After upgrading, git checkouts fail due to JENKINS-70534

3 minute readKnowledge base

Issue

After upgrading my instance, some of my jobs are suddenly failing with the following stack trace:

> git config remote.origin.url $SOME_GIT_URL # timeout=10 ERROR: Error fetching remote repo 'origin' hudson.plugins.git.GitException: Failed to fetch from $SOME_GIT_URL at hudson.plugins.git.GitSCM.fetchFrom(GitSCM.java:1002) [...] Caused by: hudson.plugins.git.GitException: Command "git config remote.origin.url $SOME_GIT_URL" returned status code 128: stdout: stderr: fatal: not in a git directory at org.jenkinsci.plugins.gitclient.CliGitAPIImpl.launchCommandIn(CliGitAPIImpl.java:2734) [...] ERROR: Error fetching remote repo 'origin' ERROR: Maximum checkout retry attempts reached, aborting org.codehaus.groovy.control.MultipleCompilationErrorsException: startup failed: WorkflowScript: Loading libraries failed 1 error at org.codehaus.groovy.control.ErrorCollector.failIfErrors(ErrorCollector.java:309) [...] Finished: FAILURE

Context

First of all, is worth noting this issue is not a Jenkins-related issue but a Git-related issue. In the Git release 2.35.2 was introduced a couple of fixes for some security vulnerabilities, including the one that causes this scenario: CVE-2022-24765.

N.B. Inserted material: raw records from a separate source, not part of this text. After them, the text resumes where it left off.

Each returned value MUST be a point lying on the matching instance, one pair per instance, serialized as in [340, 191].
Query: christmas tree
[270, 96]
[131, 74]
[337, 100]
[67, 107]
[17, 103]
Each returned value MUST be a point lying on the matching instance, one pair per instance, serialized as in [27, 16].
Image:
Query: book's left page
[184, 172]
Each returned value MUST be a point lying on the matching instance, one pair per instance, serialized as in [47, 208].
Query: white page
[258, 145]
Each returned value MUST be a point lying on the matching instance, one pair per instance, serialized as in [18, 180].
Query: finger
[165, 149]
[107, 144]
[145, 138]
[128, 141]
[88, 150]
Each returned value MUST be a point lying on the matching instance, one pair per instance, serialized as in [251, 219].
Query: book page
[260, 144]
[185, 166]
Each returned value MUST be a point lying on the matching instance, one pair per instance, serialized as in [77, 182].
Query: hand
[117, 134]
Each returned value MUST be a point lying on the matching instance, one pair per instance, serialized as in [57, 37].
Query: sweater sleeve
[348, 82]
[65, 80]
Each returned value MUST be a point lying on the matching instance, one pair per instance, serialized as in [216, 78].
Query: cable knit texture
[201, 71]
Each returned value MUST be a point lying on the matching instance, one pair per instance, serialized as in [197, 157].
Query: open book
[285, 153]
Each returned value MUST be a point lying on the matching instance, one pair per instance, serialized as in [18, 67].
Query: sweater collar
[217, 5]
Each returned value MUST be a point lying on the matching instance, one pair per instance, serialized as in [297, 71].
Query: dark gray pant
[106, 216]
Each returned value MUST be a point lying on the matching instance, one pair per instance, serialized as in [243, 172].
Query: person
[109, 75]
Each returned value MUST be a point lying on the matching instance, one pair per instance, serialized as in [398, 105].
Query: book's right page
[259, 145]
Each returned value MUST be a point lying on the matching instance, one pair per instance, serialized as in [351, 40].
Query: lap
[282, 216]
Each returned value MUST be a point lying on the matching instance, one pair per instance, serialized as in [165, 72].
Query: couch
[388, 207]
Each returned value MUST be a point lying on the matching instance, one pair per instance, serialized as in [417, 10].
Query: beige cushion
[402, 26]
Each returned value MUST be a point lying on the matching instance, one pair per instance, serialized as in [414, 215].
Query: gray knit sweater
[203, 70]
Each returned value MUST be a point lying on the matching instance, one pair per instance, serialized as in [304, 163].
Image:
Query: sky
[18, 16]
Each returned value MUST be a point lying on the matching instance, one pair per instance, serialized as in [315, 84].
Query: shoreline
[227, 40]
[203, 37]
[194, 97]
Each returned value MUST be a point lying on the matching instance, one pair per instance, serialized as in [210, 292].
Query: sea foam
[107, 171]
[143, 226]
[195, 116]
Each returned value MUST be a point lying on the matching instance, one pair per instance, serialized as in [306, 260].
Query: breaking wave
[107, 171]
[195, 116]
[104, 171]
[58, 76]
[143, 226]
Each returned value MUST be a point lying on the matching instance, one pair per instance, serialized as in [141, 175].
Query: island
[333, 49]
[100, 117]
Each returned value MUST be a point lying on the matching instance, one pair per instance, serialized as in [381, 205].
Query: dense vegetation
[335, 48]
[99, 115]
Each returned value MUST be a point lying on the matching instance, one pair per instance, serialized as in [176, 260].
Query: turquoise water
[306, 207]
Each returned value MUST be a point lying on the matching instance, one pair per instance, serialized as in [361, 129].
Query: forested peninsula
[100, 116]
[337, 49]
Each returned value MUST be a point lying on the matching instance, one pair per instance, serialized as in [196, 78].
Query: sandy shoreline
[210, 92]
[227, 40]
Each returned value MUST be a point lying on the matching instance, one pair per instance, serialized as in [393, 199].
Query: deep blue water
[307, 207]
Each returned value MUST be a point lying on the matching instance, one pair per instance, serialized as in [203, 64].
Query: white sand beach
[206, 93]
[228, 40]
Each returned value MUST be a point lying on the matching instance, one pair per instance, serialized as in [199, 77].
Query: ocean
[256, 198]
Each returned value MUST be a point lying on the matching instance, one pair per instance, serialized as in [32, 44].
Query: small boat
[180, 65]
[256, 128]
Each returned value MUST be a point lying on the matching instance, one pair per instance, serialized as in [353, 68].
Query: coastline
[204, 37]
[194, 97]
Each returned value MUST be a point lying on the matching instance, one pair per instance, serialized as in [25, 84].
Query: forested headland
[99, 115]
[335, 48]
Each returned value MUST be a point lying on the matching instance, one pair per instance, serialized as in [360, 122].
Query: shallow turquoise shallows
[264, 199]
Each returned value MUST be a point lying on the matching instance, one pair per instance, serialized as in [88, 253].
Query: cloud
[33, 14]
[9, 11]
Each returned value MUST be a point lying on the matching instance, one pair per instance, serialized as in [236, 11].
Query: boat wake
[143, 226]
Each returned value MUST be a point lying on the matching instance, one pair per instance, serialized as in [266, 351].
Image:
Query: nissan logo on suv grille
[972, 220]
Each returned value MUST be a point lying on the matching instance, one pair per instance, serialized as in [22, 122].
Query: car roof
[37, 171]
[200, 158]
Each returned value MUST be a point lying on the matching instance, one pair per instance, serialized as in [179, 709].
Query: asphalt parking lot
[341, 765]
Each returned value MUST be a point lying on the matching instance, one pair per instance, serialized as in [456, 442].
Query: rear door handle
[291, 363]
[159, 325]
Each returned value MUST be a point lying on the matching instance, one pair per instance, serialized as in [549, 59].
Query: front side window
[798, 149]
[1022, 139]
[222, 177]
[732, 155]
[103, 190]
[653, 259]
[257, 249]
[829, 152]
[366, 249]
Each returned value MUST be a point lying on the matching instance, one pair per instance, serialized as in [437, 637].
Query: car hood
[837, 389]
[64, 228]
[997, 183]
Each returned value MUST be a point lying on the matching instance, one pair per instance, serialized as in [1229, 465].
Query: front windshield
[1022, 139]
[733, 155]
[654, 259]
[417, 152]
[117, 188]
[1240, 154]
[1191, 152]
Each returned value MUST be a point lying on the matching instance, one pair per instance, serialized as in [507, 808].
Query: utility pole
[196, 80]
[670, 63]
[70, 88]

Starting on release 2.35.2, Git now checks if the User that is currently trying to access a particular Git directory is the same User that is defined as the Owner of that Git directory itself. If is not, the exception shared above will be triggered.

Regarding how this Git issue affects CloudBees CI, it can arise because of one of the following three possibilities:

1) Using the default images on a Modern Platform, you have upgraded from release 2.387.3.5 or lesser, to release 2.401.1.3 or higher. As previously mentioned, this additional Git check was introduced in release 2.35.2, and since 2.401.1.3 the Git client used in the default images was upgraded to a higher release than 2.35.2.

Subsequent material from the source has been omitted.